Wojciech wrócił do domu z głodem, który ledwie wyrywał mu powietrza. W domu nie było żony, więc zawrócił na kuchnię, gdzie liczył, iż nikt nie zauważy czegoś na talerzu. Ale zamiast gotowanego uroku, na stole znalazł kartkę z napisem:
Kochanie, siorus na każdej nocy, pisała Agnieszka.
Wojciech spojrzał na puste garnki, potem pociągnął coś z lodówki bułkę z serem i pić piwo.
Po sniadaniu zmęczony padł w łóżko i zasnął.
Agnieszka wróciła dopiero o wpół do dziesiątej. Wojciech od razu cały wstał:
Czy możemy coś zjeść?
Zanim się zmienię w szczupła, trzeba z
Ale ja rozsiąłem się przez brak jedzenia! rzekł, szeroko uśmiechając się. Czułem się jak byk, cały dzień za kierownicą. Czy może to być zwykłe sałatki?

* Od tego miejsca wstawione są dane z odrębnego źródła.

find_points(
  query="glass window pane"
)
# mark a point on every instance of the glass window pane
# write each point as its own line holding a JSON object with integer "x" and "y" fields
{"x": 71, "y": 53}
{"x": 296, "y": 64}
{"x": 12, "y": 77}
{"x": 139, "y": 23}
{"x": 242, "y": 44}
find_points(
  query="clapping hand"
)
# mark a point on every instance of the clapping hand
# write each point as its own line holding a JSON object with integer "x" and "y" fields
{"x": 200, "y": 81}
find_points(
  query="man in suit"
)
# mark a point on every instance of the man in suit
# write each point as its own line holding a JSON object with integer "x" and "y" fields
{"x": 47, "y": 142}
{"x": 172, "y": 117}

jeżeli chcesz, mogę coś zgotować odparła Agnieszka, przysparzając. Byłem w sąsiedzkiej domu, zjadłem coś festiwalowego. Ale dla ciebie
A co było w sąsiedzkich uroczych?
Przyprowadzili gęsi z wsi. Ugotowali razem z jabłkami.
Z jabłkami? xorował Wojciech. A żeś nie przyszła razem, żeby zjeść z nami?
Och, chodziło mi o to, iż jest samotna. Może poproszę, żebyś tam poszedł?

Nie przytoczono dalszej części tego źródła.